Although the
phosphatidylinositol 3-kinase to Akt to
mammalian target of rapamycin (PI3K-Akt-mTOR) pathway promotes survival signaling, inhibitors of PI3K and mTOR induce minimal cell death in
PTEN (phosphatase and
tensin homolog deleted from chromosome 10) mutant
glioma. Here, we show that the dual PI3K-mTOR inhibitor
PI-103 induces autophagy in a form of
glioma that is resistant to
therapy. Inhibitors of autophagosome maturation cooperated with
PI-103 to induce apoptosis through the mitochondrial pathway, indicating that the cellular self-digestion process of autophagy acted as a survival signal in this setting. Not all inhibitors of mTOR synergized with inhibitors of autophagy.

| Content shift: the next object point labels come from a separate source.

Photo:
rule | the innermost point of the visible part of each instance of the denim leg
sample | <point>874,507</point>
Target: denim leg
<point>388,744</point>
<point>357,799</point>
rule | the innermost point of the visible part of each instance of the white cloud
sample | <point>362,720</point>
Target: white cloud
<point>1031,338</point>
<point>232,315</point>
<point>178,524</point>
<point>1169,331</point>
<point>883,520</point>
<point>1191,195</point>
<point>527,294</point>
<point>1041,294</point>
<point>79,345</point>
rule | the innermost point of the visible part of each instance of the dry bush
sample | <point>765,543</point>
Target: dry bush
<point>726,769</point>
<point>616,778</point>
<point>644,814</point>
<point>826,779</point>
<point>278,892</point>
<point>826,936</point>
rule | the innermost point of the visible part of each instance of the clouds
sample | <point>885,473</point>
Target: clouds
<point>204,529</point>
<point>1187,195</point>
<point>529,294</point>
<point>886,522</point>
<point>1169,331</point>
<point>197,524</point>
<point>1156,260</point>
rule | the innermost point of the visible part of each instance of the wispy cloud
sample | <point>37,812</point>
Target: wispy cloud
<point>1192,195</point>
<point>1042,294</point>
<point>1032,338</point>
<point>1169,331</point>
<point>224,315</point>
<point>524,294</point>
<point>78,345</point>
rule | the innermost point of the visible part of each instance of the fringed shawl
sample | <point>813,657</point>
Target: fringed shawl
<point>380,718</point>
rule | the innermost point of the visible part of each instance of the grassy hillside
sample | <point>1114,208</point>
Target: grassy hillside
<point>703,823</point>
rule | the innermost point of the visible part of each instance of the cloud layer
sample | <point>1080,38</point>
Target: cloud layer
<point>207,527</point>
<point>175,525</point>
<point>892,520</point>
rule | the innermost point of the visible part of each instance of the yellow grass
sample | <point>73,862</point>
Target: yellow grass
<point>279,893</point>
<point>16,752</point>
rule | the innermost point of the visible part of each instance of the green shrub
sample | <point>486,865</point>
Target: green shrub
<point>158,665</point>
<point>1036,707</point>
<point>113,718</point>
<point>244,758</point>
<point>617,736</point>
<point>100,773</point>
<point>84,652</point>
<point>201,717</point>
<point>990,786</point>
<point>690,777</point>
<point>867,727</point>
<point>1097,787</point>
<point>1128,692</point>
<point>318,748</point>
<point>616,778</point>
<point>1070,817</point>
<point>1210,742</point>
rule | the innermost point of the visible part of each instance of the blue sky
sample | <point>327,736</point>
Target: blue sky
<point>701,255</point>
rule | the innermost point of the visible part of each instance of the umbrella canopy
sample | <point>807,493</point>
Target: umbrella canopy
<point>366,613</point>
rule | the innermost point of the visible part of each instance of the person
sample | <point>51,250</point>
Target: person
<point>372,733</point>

Rapamycin delivered alone induced autophagy, yet cells survived inhibition of autophagosome maturation because of
rapamycin-mediated activation of Akt. In contrast,
adenosine 5'-triphosphate-competitive inhibitors of mTOR stimulated autophagy more potently than did
rapamycin, with inhibition of mTOR complexes 1 and 2 contributing independently to induction of autophagy. We show that combined inhibition of PI3K and mTOR, which activates autophagy without activating Akt, cooperated with inhibition of autophagy to cause
glioma cells to undergo apoptosis. Moreover, the PI3K-mTOR inhibitor
NVP-BEZ235, which is in clinical use, synergized with the lysosomotropic inhibitor of autophagy,
chloroquine, another agent in clinical use, to induce apoptosis in
glioma xenografts in vivo, providing a therapeutic approach potentially translatable to humans.